Una promozione da novantotto centesimi, un disco da consegnare e una folla che comincia a cantare al contrario nel luglio del 1979.

Pubblicato 12 Luglio 2026 13:05 6 minuti di lettura
Biglietto 98 centesimi: entra, consegna il disco, non restare per il secondo tempo

Il biglietto costava novantotto centesimi, ma il cassiere non accettava monete nuove. Le faceva scivolare sul vetro, una per una, e ascoltava il suono come un arbitro ascolta il rimbalzo della palla prima di iniziare la partita. “Entri solo se consegna il disco,” disse a me, senza guardarmi. Dietro di lui il tabellone del Comiskey Park tremolava nella luce del 12 luglio 1979, e la folla cantava qualcosa che sembrava una canzone da stadio finché non mi accorsi che le sillabe uscivano al contrario.

Il fatto documentato, quello che si trova negli archivi e nelle ricostruzioni del Chicago History Museum, è più semplice e più folle di qualsiasi leggenda: quella sera, durante la Disco Demolition Night organizzata fra due partite dei Chicago White Sox, migliaia di spettatori entrarono pagando una cifra promozionale e consegnando un disco da distruggere. L’esplosione dei vinili in campo, l’invasione del terreno e il disordine costrinsero ad annullare la seconda gara.

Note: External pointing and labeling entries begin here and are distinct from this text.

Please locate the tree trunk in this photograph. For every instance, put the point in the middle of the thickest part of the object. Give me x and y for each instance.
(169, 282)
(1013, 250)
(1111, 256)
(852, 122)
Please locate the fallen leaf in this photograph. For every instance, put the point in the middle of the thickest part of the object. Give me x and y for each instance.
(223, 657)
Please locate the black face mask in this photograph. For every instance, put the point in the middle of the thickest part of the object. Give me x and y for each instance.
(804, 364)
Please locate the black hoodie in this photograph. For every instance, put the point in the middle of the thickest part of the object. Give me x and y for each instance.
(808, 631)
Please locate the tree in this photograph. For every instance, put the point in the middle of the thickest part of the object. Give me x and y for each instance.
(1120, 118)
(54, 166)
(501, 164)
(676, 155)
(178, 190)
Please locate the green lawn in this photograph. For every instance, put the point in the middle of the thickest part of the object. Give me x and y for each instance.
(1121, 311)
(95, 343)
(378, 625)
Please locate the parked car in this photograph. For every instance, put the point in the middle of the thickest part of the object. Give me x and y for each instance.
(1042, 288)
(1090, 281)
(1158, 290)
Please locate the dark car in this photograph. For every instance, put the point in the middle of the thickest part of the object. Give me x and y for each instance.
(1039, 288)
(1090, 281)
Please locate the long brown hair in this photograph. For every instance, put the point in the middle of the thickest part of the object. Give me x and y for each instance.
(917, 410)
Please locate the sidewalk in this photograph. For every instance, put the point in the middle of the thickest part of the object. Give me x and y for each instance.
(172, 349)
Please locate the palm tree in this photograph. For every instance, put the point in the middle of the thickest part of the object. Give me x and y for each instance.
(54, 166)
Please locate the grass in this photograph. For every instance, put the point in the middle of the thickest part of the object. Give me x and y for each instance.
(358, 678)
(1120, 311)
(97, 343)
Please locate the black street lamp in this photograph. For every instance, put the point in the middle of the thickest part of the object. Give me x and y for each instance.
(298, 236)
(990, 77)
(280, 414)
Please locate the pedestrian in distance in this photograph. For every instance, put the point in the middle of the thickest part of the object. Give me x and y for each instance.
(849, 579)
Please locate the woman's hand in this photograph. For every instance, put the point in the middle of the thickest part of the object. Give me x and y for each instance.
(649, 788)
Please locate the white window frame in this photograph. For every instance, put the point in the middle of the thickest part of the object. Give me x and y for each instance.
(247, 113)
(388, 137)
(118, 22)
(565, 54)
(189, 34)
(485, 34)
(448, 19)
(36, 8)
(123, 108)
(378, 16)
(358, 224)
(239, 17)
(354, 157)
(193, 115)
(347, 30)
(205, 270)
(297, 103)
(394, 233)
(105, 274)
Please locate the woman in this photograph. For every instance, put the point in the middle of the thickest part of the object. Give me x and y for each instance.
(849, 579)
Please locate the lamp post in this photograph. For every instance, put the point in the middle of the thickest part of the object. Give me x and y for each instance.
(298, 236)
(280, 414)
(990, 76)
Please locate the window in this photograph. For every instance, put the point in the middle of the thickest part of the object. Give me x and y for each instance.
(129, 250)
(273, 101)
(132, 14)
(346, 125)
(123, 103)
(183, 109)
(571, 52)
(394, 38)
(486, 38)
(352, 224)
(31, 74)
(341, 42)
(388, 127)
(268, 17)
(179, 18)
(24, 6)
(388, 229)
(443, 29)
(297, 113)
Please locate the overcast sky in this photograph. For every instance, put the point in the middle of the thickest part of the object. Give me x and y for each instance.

La testimonianza che segue non pretende di cambiare quel fatto. Dice soltanto che, in mezzo a quella folla, qualcuno ricevette un elenco di regole che non compariva su nessun manifesto.

Prima regola: non tenere il disco dopo il tornello

Avevo portato un 45 giri graffiato di mio padre, uno di quei dischi che in casa nessuno ascoltava più ma che nessuno aveva il coraggio di buttare. Quando lo consegnai, l’addetto lo infilò in una cassa già piena di copertine spezzate. Mi diede il biglietto e un tagliando più piccolo, color grigio sporco. Sopra non c’era il logo della squadra, né il nome della promozione. C’erano quattro frasi battute a macchina: entra, consegna il disco, non cantare se non conosci le parole, non restare per il secondo tempo.

Pensai a uno scherzo. Quella sera tutto sembrava costruito per diventare scherzo: ragazzi con album sotto il braccio, risate troppo alte, birra calda, magliette sudate, la rabbia facile di chi è venuto a vedere bruciare qualcosa che fino al mese prima riempiva le radio. Ma appena superai il tornello sentii una nota bassa sotto il rumore dello stadio. Non veniva dagli altoparlanti. Veniva dalle custodie vuote che la gente teneva ancora in mano, come se i dischi consegnati avessero lasciato dentro il cartone un respiro sottile.

Seconda regola: se la folla canta al contrario, muovi le labbra soltanto

La prima partita finì dentro un brusio nervoso. Nessuno parlava davvero del baseball. Tutti guardavano il mucchio di vinili sistemato al centro del campo, aspettando il momento in cui sarebbe diventato spettacolo. Alla mia sinistra, un uomo con un berretto troppo piccolo continuava a ripetere il ritornello di una canzone disco molto famosa, ma ogni volta lo diceva un po’ più piano, un po’ più indietro, finché le parole non somigliarono a una frase ingoiata. Sua moglie gli posò una mano sul braccio. Lui non smise. Il tagliando grigio nella mia tasca diventò caldo.

Lo tirai fuori. Sul retro era comparsa una quinta regola, scritta con lo stesso carattere battuto a macchina: se il vicino pronuncia il tuo nome prima di averlo saputo, cambia posto. Non avevo detto il mio nome a nessuno. L’uomo col berretto si voltò verso di me e sorrise con una tristezza da fotografia vecchia. Disse il mio nome esatto, ma la voce arrivò dalla fila dietro. Mi alzai prima ancora di decidere. Mentre scendevo le gradinate, il canto della folla si rovesciò in un coro basso, e per un istante capii le parole: riportateci ciò che avete fatto bruciare.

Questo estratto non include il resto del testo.